Menurutku, hidup adalah ongoing process of growth. Selama kita masih bertumbuh, tidak ada yang namanya pulih seutuhnya. Buatku sendiri, pulih itu adalah sebuah proses yang indah yang harus kita jalani.
Ariel Tatum

Hana Madness

Gue nggak pernah lihat bokap gue nangis, kecuali karena gue. Gue adalah sosok yang paling sering membuat kedua orangtua gue menangis in so many bad ways. Ada banyak sekali momen terendah dalam hidup gue, dimana gue nggak punya pilihan selain meminta maaf akan kondisi mental yang gue hadapi.
Hana Madness

Laura Lazarus

Cita-citaku dari kecil ingin jadi pramugari. Di usia yang begitu muda, hancur semuanya seketika. Saya mengalami kecelakaan pesawat dua kali dengan pesawat yang sama, orang-orang yang duduk di sekeliling saya sebagian besar meninggal. Butuh waktu lama untuk saya bisa memulihkan semuanya.
Laura Lazarus

Gita Bhebhita

Tahun 2020 lalu, dengan sisa uang sangat pas-pasan, aku pasrah menyumbangkan hampir semua uangku ke orang yang membutuhkan dan berencana pulang ke Medan. Aku sudah gagal di Jakarta, pikirku. Di hari yang sama, Manager-ku telepon dan mengabarkan bahwa akhirnya aku mendapatkan pekerjaan baru.
Gita Bhebhita

Raden Prisya

Ayahku adalah sosok yang menyediakan segalanya buat aku. On every discomfort, I would go to him to find some escapism. Once my Dad passed away, siap tidak siap, aku harus mulai belajar untuk menghadapi emosiku sendiri, dan melatih diri menjadi mindful.
Raden Prisya

Dena Rachman

Hal pertama yang kita lihat dan pelajari di dunia adalah keluarga. Gue sangat beruntung punya keluarga dan teman yang sangat suportif. Tapi gue sadar banyak banget teman-teman minoritas di luar sana yang tidak seberuntung itu, banyak yang nggak bisa merasakan family value — karena banyak kaum minoritas yang dibuang oleh keluarga mereka sendiri.
Dena Rachman

Chiki Fawzi

Aku senang sekarang kita bisa lebih bebas berbicara mengenai kesehatan mental, termasuk dengan bebas bisa datang ke Psikolog atau Psikiater.

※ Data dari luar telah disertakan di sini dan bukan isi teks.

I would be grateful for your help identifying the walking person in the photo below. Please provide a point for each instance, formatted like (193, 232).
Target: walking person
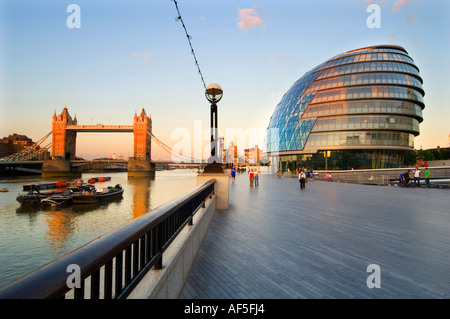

Yang kuingat, di zaman dahulu membicarakan hal ini di cap sebagai sesuatu yang buruk di masyarakat.
Chiki Fawzi

Ucita Pohan

Buatku, tidak ada pintu lain selain being vulnerable dan terbuka dengan luka kita. Karena untukku, filosofi ‘pulang ke rumah’ bukan hanya pergi ke dalam suatu rumah, tapi juga untuk kembali sehat dan kembali pulih.
Ucita Pohan

Uma Hapsari

Ternyata, showing your successes di media sosial belum tentu bisa memotivasi orang lain. So now I just want to tell my story, termasuk naik turunnya hidupku, dan justru di situ aku merasa jauh lebih terhubung dengan para wirausahawan lainnya.